Methods: Taking a mixed-method approach, the paper draws from analysis of administrative documents, informal conversations with professionals, and over five years of ethnographic observations in both cities.

Results: While we found numerous examples of policy and practice in both cities that were deployed to help achieve better social outcomes for the original residents of the public housing communities being redeveloped, ultimately in both cities it has been extremely difficult to advance a fundamentally different path to opportunity for low-income residents of color. There is no question that but for the principles, policies, and strategies put in place by the urban entrepreneurs tapped to lead both efforts, the outcomes would have been far less favorable for the original residents of the developments, especially in San Francisco, given the high rates of Black people being displaced from the city.
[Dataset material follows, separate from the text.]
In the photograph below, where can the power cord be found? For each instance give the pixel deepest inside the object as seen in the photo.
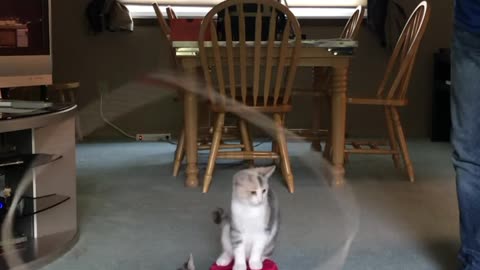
(126, 134)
We find enough evidence of serious intent toward principle-driven development by city leaders and initiative practitioners to warrant continued persistence in determining ways to leverage mixed-income development processes for more equitable social outcomes.

Conclusions & Implications: Using an analytical lens that elevates a focus on racial capitalism can be useful for identifying the crucial decision points where greater equity and inclusion could be fostered. Implications include: (a) Elevate and sustain a focus on positive outcomes for original residents; (b) Hire and position initiative leadership to advance social as well as market goals; (c) Position HUD for ongoing responsiveness and accountability; (d) Leverage privatization for social innovation; (e) Proactively incorporate power-sharing and consensus-building; and (f) Adopt an antiracist frame on redevelopment decisions and operations.